“Due to massive diversion, hoarding, panic buying and smuggling, coupled with the information that three Direct Sales Direct Purchase Consortia had rejected October cargoes, there was insinuation of a supply gap,” he said Thursday at an investigative public hearing by a Joint Senate and House of Representatives Committees on Petroleum Downstream, at the National Assembly Complex, Abuja.
Baru disclosed that during the period, NNPC could not track the movement of 4,501 trucks representing the quantity of the disappeared products.
The NNPC GMD listed some of the key factors which were responsible for the crisis to include insufficient reserve, clearance speed, supply gap, diversion, hoarding, panic buying and smuggling.

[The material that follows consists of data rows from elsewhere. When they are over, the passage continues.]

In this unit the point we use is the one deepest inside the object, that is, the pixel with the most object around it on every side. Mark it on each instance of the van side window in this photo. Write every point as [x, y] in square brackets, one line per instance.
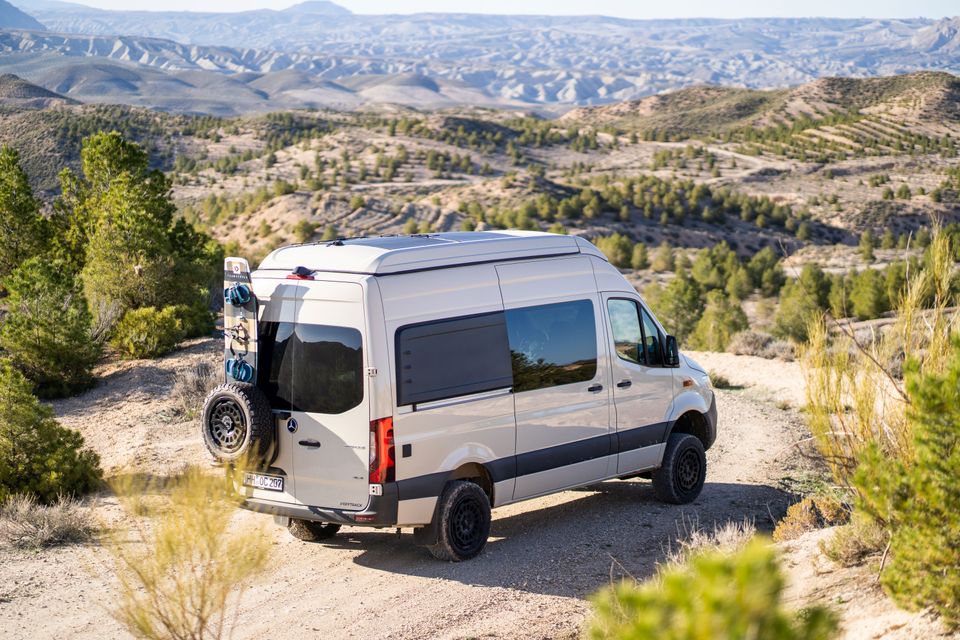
[452, 357]
[625, 323]
[652, 341]
[552, 345]
[310, 367]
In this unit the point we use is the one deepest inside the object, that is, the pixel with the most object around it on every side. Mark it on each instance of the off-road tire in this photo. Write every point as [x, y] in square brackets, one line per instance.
[463, 522]
[310, 531]
[680, 478]
[237, 424]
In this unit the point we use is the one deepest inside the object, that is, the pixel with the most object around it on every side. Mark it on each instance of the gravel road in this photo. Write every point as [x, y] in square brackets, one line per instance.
[544, 557]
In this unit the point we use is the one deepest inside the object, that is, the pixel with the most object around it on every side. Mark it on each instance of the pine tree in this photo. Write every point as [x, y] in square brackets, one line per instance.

He noted that prior to the crises, NNPC had 1.9 billion litres strategic reserve of Premium Motor Spirit (PMS), which would have lasted for 53 days but that due to panic buying, diversion and hoarding, the Coorporation was unable to cope with the daily nation consumption of 37 million litres of PMS, which led to the presence of long queues at petrol stations across the country.
He however said that NNPC took some urgent steps to resolve the scarcity which includwd but not limited to the immediate activation of war room, additional imports to increase days sufficiency, 24-hour operations in all NNPC Depots and mega stations; sustained media and stakeholders engagements; increased monitoring, surveillance and sanctions as well as restreaming at Kaduna and Port Harcourt refineries put at 3 million daily.
Baru also used the opportunity to call on the Petroleum Products Pricing Regulatory Agency (PPPRA) to review the pricing template and landing cost. He also asked the National Assembly to approve outstanding subsidy payments and debts to marketers.